Update: This was intended as an answer to re ^2; specifically, how to untaint. Apologies for any confusion caused by my confusion. :-)
Anonymonk gave you the bullet version; sierpinski provided the details. Very simply, write a regular expression to reject anything which is NOT acceptable -- for your purposes, acceptable input might well be constrained to
/^[A-Za-z0-9]+\.jpg$/i
...that is, a name beginning with an upper or lowercase alpha character or a digit, followed by any number of alphas or digits, followed by a period and "jpg". The "^" and "$"mark the beginning and end of your $search string, thus preventing someone from sending you a file called
foo.jpg.delete_everything.exe.
Alternately, your could reject everything except the char set just discussed by using
/^[^A-Za-z0-9]+\.jpg$/i
...which is the inverse set-- anything that is NOT an upper or lowercase alpha or digit matches, in which case you would want to reject anything that DOES match this one. (if you wish to accept "*.jpeg" you'll need to extend these regexen.)
BTW, the shebang is better written as
#!/usr/bin/perl -wT
I suspect your version will fail.
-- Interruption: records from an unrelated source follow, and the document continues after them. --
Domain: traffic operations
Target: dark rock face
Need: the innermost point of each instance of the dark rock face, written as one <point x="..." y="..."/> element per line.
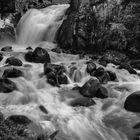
<point x="112" y="75"/>
<point x="104" y="76"/>
<point x="128" y="67"/>
<point x="137" y="126"/>
<point x="7" y="85"/>
<point x="91" y="67"/>
<point x="135" y="64"/>
<point x="114" y="57"/>
<point x="14" y="61"/>
<point x="19" y="119"/>
<point x="29" y="48"/>
<point x="12" y="73"/>
<point x="132" y="102"/>
<point x="7" y="33"/>
<point x="43" y="109"/>
<point x="7" y="49"/>
<point x="56" y="50"/>
<point x="1" y="56"/>
<point x="55" y="74"/>
<point x="83" y="101"/>
<point x="93" y="88"/>
<point x="39" y="55"/>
And, for your own sanity and safety:
- use strict; use warnings;
- ALWAYS untaint any user input that's coming from anyone other than you, yourself
- Read (re-read?) Ovid's CGI course (Super Search will find a recent link for you if it's not currently listed in Tutorials) and perlretut
- Use chomp rather than chop when you're trying to remove the newline from input
- and, re line 13 in your re ^3, below, the single quotes around $search mean your're telling the regex to match the string comprised of a dollar-sign followed by the letters s,e,a,r,c,h. Read about interpolation: oversimplified, a variable which is in inside single quotes is treated as a literal; a var inside double quotes -- or, in this case, NOT INSIDE QUOTES AT ALL -- is interpolated (meaning, its content is used). See walkingthecow's regex -- but don't use that code without adding -wT, at which time you will have to include a routine (regex) to untaint the untrusted user input.
And, as to your question in re ^3, consider: Where do you expect the value of $_ to come from? Again, see walkingthecow's answer, below.